Quedan para otros instantes la mitología que rodea este artificio, el hombre-mujer que se hace hombre al dejar el capote y la contera, y en la apoteosis el hombre se hace Dios y toro al dar muerte al antiguo Dios-animal. Se unen todos con el Uno que fluye desde el origen de los tiempos. La vida se hace sentimiento y la razón se angustía encogida por un extraño mecanismo que la devuelve a su lugar de origen. El tiempo se detiene y cada objeto se encuentra en el sitio adecuado.

El público aplaude y ovaciona con olés cada acción del torero realizada con la maestría de un dios, lejano y fragíl. Ausente de su vida o con la eternidad por detrás apoyándole. Se olvida el mundo, este se transforma en un simple aro de arena. Cada uno de ellos se siente parte, todo se para, el mundo no rueda, esperando la muerte del alma de esta fiesta. Muriendo lo impensable, muriendo la vida. Es la muerte en su máxima expresión, es paseada entre el júbilo de la masa que ya piensa en la próxima vez que encuentren tal éxtasis y comunión, incluso la revivirán al recordar estas emociones, que han dejado una huella imperecedera en su espíritu.

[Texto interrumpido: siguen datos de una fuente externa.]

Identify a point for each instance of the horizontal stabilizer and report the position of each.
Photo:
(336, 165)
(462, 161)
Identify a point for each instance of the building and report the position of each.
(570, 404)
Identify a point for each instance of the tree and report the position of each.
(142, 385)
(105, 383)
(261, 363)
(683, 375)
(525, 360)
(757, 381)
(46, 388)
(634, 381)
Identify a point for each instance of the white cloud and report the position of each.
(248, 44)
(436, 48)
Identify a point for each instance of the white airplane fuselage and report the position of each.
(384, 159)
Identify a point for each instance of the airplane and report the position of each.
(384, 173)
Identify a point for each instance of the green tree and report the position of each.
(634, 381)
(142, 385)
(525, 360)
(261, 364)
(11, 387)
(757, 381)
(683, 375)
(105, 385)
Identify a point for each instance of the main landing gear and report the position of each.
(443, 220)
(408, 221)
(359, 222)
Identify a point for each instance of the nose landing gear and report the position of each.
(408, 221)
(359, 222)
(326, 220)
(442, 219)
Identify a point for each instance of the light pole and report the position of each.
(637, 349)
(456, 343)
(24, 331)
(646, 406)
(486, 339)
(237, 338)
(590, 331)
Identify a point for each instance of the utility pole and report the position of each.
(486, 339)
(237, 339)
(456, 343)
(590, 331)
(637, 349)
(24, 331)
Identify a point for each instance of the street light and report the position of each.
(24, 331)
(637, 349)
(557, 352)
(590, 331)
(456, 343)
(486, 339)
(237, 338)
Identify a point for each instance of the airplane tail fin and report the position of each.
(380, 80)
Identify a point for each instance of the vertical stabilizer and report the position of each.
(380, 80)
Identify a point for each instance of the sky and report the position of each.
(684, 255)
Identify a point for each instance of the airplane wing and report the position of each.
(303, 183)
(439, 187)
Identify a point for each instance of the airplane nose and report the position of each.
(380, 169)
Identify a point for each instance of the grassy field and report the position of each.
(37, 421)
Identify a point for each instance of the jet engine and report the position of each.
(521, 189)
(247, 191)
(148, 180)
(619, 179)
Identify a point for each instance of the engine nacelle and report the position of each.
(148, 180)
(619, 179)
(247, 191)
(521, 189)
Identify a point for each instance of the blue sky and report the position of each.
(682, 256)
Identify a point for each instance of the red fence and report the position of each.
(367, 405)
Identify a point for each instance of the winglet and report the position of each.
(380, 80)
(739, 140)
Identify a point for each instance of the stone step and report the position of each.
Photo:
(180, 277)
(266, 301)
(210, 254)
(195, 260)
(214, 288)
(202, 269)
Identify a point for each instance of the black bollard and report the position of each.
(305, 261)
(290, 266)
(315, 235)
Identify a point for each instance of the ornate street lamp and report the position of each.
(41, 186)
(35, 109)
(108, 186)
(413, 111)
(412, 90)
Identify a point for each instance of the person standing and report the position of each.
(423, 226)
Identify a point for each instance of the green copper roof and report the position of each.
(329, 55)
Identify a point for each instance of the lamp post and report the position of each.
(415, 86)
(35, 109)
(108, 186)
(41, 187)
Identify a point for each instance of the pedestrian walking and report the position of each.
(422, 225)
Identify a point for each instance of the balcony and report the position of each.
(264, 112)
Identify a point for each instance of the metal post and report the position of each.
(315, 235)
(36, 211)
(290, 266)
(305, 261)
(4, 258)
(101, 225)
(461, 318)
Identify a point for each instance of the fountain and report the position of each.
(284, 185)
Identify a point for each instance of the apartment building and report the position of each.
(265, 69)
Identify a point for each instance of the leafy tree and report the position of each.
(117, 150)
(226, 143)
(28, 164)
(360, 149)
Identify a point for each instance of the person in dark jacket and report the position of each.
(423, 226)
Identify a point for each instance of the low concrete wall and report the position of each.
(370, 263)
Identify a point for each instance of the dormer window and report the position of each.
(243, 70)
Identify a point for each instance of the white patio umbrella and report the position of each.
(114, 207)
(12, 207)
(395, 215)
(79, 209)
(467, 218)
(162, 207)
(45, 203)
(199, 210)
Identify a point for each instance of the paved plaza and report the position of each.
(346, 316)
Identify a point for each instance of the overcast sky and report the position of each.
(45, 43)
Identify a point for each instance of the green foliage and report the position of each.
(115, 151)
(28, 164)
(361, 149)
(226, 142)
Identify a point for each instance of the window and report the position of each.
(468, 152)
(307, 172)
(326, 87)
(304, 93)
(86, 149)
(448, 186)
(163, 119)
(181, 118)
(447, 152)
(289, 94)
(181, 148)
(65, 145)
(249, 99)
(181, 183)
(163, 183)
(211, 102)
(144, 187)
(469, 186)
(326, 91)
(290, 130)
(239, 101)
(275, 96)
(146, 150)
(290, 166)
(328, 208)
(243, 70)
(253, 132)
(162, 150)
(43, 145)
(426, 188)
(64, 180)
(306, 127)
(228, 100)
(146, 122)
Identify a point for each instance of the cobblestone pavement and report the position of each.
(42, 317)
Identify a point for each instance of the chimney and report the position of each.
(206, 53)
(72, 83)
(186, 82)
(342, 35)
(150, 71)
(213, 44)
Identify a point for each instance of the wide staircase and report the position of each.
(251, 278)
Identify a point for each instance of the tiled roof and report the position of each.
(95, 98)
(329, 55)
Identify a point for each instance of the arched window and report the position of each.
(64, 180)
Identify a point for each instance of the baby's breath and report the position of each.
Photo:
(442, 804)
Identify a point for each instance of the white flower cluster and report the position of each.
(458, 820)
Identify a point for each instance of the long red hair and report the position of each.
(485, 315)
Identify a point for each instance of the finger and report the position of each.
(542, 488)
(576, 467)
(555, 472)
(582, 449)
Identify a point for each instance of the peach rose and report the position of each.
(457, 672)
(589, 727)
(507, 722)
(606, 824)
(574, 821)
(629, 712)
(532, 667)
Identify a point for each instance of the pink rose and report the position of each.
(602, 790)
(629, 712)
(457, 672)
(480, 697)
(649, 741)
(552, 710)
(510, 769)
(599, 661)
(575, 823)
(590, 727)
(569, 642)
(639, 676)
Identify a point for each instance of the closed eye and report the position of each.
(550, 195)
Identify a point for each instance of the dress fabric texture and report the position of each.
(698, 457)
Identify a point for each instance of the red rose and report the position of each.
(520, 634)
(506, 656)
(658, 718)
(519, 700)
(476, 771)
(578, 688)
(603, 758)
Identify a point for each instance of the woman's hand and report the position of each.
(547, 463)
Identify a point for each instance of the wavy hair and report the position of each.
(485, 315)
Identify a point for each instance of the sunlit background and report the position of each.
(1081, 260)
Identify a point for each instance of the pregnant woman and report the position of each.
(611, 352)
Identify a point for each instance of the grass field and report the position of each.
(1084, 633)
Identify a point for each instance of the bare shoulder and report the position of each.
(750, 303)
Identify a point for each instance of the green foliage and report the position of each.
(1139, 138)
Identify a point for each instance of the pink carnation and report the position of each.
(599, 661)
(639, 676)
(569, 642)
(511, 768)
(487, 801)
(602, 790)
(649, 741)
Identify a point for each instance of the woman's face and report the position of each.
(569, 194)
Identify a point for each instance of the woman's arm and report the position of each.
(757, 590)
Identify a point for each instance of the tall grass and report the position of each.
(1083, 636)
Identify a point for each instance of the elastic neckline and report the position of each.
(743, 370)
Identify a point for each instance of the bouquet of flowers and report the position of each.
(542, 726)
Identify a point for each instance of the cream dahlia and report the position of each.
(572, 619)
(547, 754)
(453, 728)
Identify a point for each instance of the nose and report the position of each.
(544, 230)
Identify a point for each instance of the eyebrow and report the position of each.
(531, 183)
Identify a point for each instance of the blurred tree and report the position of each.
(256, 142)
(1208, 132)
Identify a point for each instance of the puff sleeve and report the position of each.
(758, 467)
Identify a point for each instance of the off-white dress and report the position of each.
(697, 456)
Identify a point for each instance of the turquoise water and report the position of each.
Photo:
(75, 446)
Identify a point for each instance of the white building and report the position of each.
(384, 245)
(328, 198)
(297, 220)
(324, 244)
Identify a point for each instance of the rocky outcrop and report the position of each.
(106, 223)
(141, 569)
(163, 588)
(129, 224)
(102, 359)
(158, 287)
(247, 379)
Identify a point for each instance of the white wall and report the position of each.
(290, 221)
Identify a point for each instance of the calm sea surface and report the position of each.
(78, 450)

Un fín en sí mismo que a veces no se consigue y en un último suspiro se escapan las ilusiones de miles de almas que apoyaron y creyeron en una idea, en una fe. Con el paso del tiempo sólo nos quedará el recuerdo de los aún vivos que mantendrá viva esa grandeza colectiva ; y la madurez personal para conseguir lo máximo para todos que por un suspiro una vez no se consiguió.

Mientras una luz lejana nos enseña el camino a seguir y una voz femenina nos invita a pensar en la próxima comida. Inmediatez y objetivos a largo plazo, principio y fin del camino.

Otra mentira que da sentido a nuestras alienadas vidas es el deporte, en concreto el fúltbol. El público vive y se emociona con las victorias de sus idolos. Que son a la vez dioses o demonios por el azar de un imprevisto.Un mundo donde impera la desigualdad y donde hay muchos Davides y algunos Goliats.

Por otro lado a veces el deportista siente instantes de eternidad donde todo se detiene y pasa como a camara lenta y el mundo es controlado por su voluntad y esta puede con todo. Y el público lo vive como arte y se emociona.

La unión de miles de personas en instantes de alegría infinita al conseguir los objetivos. La liberación de la identidad, la integración en la comunidad, el regreso al origen de la humanidad no se da más qeu en estas pequeñas o grandes mentiras en el mundo moderno en que vivimos. Sirviendo de valvula de escape para poder mantener este sistema de vida tan irracional.